Steve Worn, CTO and group director of Data Center Dynamics certainly seemed pleased, especially with the turnout from the Americas. He did take time to lament the Hugo Chavez of Venezuela hadn’t responded to requests to keynote, which may have held down attendance from that nation,
Early morning speaker Ben Stewart, senior vice president, Facilities Engineering of Terramark boosted everyone’s outlook when questions from the aforementioned Mr. Worn led him to comment on the outlook for the entire data center industry. “I’m not seeing any deals getting pulled back. If anything, they are getting ramped up,” he said. He also explained that many businesses such as pharmacies and retailers wanted to get out of the data center business, and that some of these companies had built data centers and operations that could no longer meet the demands of their businesses.
On a completely different matter, I’d like to call attention to a very special webinar on November 13th. Eight very special presenters have agreed to help Mission Critical hold the industry’s first electronic town hall meeting, and none of these presenters is running for office. Ask any question you want, and we will answer it. Just visit: webinars.bnpmedia.com to register. You can post a question there during the registration process or by visiting a new dedicated blog on our home page or by emailing me at firstname.lastname@example.org.

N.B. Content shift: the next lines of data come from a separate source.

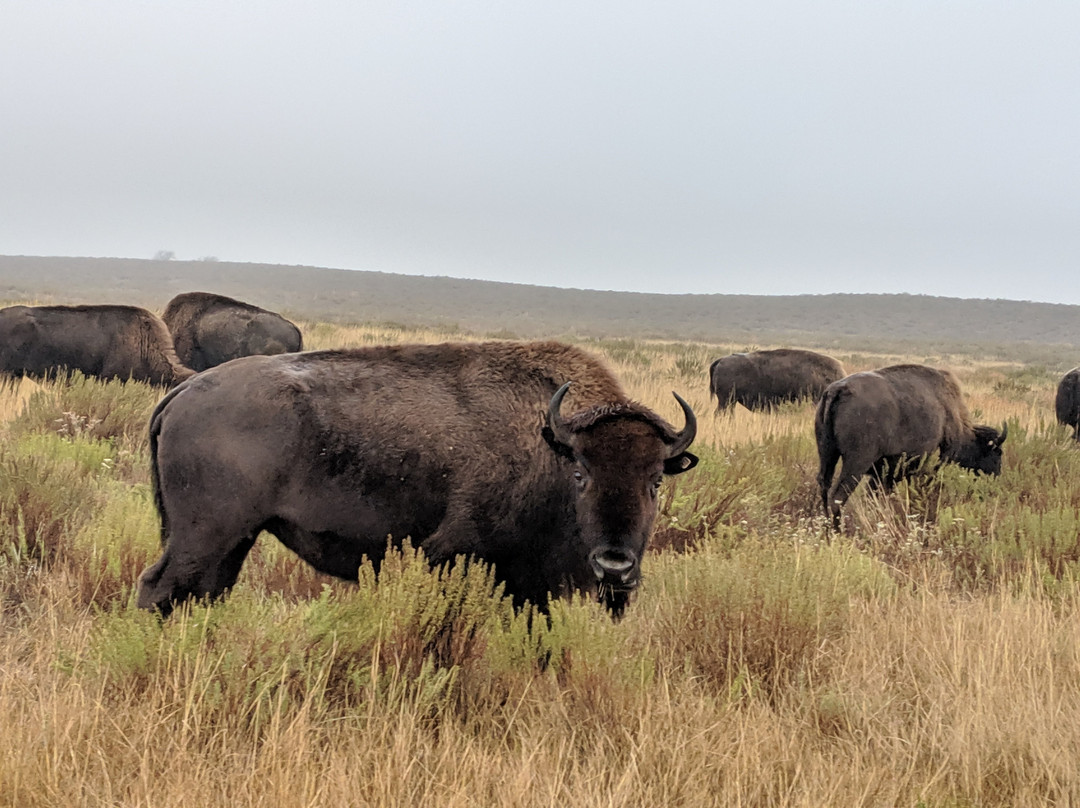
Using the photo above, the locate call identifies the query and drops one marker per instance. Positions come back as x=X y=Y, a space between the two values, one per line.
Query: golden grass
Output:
x=768 y=667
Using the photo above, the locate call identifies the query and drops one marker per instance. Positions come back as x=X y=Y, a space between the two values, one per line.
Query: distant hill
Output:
x=871 y=322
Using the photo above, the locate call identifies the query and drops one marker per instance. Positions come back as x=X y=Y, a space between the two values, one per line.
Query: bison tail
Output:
x=156 y=419
x=828 y=452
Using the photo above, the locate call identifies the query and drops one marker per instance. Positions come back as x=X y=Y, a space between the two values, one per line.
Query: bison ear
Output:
x=561 y=448
x=679 y=463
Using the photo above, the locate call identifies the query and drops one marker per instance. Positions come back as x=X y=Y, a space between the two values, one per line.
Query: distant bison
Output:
x=208 y=330
x=463 y=447
x=763 y=379
x=1067 y=402
x=105 y=341
x=879 y=420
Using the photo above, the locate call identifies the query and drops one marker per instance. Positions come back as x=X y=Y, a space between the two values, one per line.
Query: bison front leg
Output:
x=179 y=575
x=846 y=483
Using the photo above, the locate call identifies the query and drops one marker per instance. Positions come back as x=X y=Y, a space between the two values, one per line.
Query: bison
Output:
x=526 y=455
x=1067 y=402
x=763 y=379
x=208 y=330
x=104 y=341
x=880 y=421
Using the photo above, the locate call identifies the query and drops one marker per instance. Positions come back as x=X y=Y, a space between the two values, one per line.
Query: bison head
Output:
x=619 y=455
x=983 y=453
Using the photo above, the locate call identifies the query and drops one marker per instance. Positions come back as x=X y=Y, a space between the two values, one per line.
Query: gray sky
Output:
x=764 y=147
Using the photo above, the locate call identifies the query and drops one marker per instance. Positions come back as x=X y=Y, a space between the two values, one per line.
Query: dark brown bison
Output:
x=1067 y=402
x=880 y=421
x=105 y=341
x=528 y=456
x=763 y=379
x=208 y=330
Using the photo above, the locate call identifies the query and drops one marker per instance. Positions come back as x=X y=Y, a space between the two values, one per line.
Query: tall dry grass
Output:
x=928 y=656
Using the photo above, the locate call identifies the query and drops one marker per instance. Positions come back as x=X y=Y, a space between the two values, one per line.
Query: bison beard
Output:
x=463 y=448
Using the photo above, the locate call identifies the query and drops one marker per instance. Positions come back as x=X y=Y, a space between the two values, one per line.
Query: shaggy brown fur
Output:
x=1067 y=401
x=210 y=330
x=763 y=379
x=105 y=341
x=448 y=444
x=879 y=420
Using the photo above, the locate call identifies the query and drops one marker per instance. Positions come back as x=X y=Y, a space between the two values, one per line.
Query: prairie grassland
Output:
x=929 y=656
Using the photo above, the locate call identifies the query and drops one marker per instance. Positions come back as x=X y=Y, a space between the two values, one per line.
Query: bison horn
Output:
x=555 y=421
x=684 y=439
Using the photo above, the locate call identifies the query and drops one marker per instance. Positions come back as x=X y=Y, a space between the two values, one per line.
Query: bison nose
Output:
x=615 y=565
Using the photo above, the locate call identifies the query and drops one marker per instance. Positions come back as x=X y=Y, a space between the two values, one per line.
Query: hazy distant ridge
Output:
x=528 y=311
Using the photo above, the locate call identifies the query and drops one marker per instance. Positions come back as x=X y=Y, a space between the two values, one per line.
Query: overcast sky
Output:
x=756 y=147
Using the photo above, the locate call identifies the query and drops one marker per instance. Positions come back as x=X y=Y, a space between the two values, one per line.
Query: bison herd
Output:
x=529 y=456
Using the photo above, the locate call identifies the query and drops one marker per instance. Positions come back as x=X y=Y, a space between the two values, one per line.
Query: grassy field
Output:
x=928 y=656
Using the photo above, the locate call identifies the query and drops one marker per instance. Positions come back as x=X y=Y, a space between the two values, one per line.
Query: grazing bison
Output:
x=878 y=419
x=208 y=330
x=763 y=379
x=106 y=341
x=1067 y=402
x=466 y=448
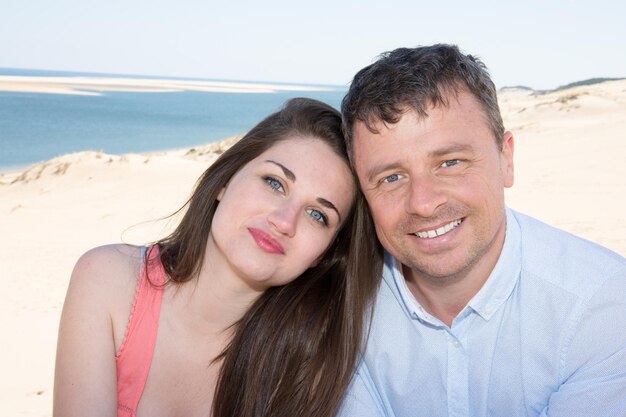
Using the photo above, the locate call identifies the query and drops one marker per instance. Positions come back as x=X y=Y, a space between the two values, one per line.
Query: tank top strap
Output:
x=135 y=354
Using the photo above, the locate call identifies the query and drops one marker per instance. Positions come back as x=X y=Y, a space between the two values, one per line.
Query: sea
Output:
x=36 y=127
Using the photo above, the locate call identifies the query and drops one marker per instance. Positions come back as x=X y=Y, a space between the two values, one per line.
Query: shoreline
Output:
x=85 y=85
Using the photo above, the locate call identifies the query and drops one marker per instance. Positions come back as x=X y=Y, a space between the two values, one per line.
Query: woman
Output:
x=258 y=295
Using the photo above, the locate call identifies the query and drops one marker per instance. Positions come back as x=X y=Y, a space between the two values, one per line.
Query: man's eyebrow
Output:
x=455 y=147
x=375 y=170
x=288 y=173
x=329 y=205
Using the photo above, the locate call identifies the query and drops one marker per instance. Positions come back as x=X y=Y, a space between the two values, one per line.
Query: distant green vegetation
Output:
x=590 y=81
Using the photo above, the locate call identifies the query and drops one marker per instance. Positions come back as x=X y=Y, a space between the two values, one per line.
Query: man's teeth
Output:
x=440 y=231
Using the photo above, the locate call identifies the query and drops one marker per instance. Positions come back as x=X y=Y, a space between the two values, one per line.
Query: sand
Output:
x=569 y=172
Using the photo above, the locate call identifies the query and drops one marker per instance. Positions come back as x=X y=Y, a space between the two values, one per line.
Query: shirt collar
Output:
x=502 y=280
x=491 y=296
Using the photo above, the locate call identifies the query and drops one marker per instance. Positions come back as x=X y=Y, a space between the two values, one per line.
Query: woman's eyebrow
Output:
x=288 y=173
x=329 y=205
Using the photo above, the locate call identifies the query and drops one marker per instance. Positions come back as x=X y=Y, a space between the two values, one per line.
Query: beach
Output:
x=567 y=173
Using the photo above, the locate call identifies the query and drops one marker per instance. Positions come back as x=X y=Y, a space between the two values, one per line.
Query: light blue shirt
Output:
x=545 y=336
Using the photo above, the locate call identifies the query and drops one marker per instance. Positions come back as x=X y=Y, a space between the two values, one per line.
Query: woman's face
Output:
x=280 y=212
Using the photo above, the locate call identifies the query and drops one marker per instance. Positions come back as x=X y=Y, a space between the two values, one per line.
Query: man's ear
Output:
x=221 y=193
x=507 y=159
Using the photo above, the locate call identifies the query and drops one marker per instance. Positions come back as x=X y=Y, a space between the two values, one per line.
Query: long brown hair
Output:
x=294 y=351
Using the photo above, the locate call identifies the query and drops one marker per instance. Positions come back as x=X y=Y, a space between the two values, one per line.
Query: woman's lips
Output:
x=265 y=241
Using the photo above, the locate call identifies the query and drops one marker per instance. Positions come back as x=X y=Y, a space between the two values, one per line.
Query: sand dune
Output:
x=568 y=173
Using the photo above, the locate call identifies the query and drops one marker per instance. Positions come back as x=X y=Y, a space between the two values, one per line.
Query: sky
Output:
x=539 y=44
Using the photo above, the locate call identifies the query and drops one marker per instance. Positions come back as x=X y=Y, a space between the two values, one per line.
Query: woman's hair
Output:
x=294 y=351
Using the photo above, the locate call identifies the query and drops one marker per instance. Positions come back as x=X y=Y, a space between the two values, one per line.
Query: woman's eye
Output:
x=391 y=178
x=450 y=163
x=273 y=183
x=318 y=216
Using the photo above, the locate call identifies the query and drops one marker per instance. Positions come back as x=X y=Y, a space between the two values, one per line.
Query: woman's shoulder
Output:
x=106 y=266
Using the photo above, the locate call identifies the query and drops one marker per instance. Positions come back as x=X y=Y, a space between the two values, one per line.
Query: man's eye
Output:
x=450 y=163
x=273 y=183
x=318 y=216
x=391 y=178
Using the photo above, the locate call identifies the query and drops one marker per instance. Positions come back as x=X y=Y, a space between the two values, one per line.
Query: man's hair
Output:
x=416 y=79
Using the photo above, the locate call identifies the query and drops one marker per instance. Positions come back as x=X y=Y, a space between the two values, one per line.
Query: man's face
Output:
x=435 y=187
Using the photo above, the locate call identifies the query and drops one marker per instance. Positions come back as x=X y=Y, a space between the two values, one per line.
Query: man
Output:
x=482 y=311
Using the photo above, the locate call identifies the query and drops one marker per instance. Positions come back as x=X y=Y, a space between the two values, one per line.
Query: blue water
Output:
x=37 y=127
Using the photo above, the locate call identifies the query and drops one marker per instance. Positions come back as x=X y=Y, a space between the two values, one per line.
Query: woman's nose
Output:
x=284 y=219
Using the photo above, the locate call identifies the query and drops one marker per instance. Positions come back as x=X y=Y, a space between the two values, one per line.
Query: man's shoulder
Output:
x=564 y=259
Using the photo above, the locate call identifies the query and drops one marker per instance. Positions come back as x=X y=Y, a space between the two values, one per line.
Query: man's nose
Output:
x=426 y=195
x=284 y=218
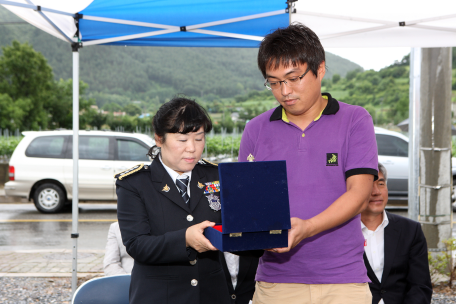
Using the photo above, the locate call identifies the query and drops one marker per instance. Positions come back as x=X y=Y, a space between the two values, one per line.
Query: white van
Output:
x=41 y=167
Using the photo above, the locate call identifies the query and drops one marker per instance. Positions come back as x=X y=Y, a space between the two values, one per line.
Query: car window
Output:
x=131 y=150
x=47 y=147
x=93 y=147
x=391 y=146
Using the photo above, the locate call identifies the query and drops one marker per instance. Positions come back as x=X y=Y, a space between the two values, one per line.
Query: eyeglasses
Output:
x=290 y=82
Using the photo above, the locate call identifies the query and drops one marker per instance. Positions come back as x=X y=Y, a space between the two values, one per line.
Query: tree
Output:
x=26 y=75
x=59 y=105
x=132 y=109
x=13 y=113
x=112 y=107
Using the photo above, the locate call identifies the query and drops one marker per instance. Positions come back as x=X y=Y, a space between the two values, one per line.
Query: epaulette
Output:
x=205 y=162
x=130 y=171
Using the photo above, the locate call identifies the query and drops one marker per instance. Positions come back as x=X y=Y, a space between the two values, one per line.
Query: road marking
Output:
x=55 y=220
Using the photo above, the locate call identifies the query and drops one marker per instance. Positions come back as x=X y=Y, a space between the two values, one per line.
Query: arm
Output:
x=112 y=264
x=344 y=208
x=419 y=287
x=360 y=165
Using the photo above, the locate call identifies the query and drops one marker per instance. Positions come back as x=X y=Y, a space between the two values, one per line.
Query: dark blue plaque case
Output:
x=255 y=208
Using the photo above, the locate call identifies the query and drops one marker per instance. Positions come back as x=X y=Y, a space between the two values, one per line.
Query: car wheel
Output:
x=49 y=198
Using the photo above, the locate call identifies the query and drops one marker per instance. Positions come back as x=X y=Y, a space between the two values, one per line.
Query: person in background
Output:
x=395 y=252
x=116 y=260
x=240 y=276
x=331 y=156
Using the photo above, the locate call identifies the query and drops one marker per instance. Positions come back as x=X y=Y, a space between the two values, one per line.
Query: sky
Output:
x=371 y=58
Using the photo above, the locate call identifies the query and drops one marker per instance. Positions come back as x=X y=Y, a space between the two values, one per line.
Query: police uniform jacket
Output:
x=153 y=219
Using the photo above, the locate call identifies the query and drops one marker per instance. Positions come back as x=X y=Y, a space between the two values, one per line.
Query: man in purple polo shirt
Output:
x=331 y=156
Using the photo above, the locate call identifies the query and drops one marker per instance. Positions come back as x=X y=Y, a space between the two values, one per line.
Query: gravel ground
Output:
x=24 y=290
x=18 y=290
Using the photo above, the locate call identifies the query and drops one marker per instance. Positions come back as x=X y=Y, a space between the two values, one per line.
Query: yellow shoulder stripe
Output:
x=130 y=171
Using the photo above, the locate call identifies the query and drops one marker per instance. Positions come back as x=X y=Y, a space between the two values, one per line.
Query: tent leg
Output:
x=75 y=211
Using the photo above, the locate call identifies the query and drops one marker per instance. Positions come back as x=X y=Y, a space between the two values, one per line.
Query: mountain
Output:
x=122 y=74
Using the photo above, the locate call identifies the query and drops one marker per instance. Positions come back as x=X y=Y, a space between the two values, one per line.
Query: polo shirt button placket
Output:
x=302 y=144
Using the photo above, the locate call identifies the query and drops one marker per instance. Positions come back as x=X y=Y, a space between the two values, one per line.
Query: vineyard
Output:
x=216 y=145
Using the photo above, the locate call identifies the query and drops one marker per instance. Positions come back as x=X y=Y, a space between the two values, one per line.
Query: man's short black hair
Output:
x=295 y=44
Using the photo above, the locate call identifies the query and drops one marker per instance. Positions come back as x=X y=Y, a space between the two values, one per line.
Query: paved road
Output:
x=22 y=227
x=39 y=245
x=36 y=244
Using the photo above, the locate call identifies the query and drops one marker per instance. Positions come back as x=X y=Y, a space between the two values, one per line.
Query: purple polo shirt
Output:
x=338 y=144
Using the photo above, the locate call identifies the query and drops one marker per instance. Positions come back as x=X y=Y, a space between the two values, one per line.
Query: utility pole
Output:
x=435 y=210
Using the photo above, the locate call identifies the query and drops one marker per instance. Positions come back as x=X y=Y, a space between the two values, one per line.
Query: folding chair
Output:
x=112 y=290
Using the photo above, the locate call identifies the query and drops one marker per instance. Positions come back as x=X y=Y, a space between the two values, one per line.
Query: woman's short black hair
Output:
x=295 y=44
x=179 y=115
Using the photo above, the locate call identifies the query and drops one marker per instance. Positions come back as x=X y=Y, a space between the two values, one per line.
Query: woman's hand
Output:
x=194 y=237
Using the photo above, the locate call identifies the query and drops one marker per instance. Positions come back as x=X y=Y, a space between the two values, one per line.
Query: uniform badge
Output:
x=212 y=187
x=250 y=157
x=214 y=202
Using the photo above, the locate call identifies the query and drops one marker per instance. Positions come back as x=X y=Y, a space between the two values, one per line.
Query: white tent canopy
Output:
x=57 y=13
x=388 y=23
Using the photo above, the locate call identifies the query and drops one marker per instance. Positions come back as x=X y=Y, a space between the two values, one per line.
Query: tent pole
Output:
x=75 y=211
x=414 y=133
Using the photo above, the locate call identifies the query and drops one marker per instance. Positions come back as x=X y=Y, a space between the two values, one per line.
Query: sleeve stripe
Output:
x=358 y=171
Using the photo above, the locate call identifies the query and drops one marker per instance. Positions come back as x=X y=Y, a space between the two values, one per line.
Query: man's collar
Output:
x=384 y=223
x=332 y=107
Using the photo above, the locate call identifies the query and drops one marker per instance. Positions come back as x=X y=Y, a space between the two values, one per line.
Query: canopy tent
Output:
x=202 y=23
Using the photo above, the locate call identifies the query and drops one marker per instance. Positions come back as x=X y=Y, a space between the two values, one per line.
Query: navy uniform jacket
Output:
x=153 y=223
x=405 y=278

We won’t be hiding these results either. The 7x24Exchange has agreed to give our group some time at their upcoming meeting to present findings from our event. We hope to explore ways to make this a permanent forum for airing your views.
Finally, my friends from ASCO forwarded an article detailing the potential for power shortages in 2009. They believe that potential power shortages highlight the need for business-critical operations to ensure power reliability with on-site power generation.
I can’t say that I disagree, but the whole discussion put me in a very foul mood about how both presidential campaigns have reduced the energy discussion to oil supply and oil-related issues. Even the renewable and nuclear discussions highlight ignore our homegrown problems with reliability in favor of achieving independence from oil from foreign nations.
Excuse me? Oil is basically a transportation fuel. Imagine the pain if we run out of electricity. Californians surely remember. Can’t we hear something meaningful about power reliability?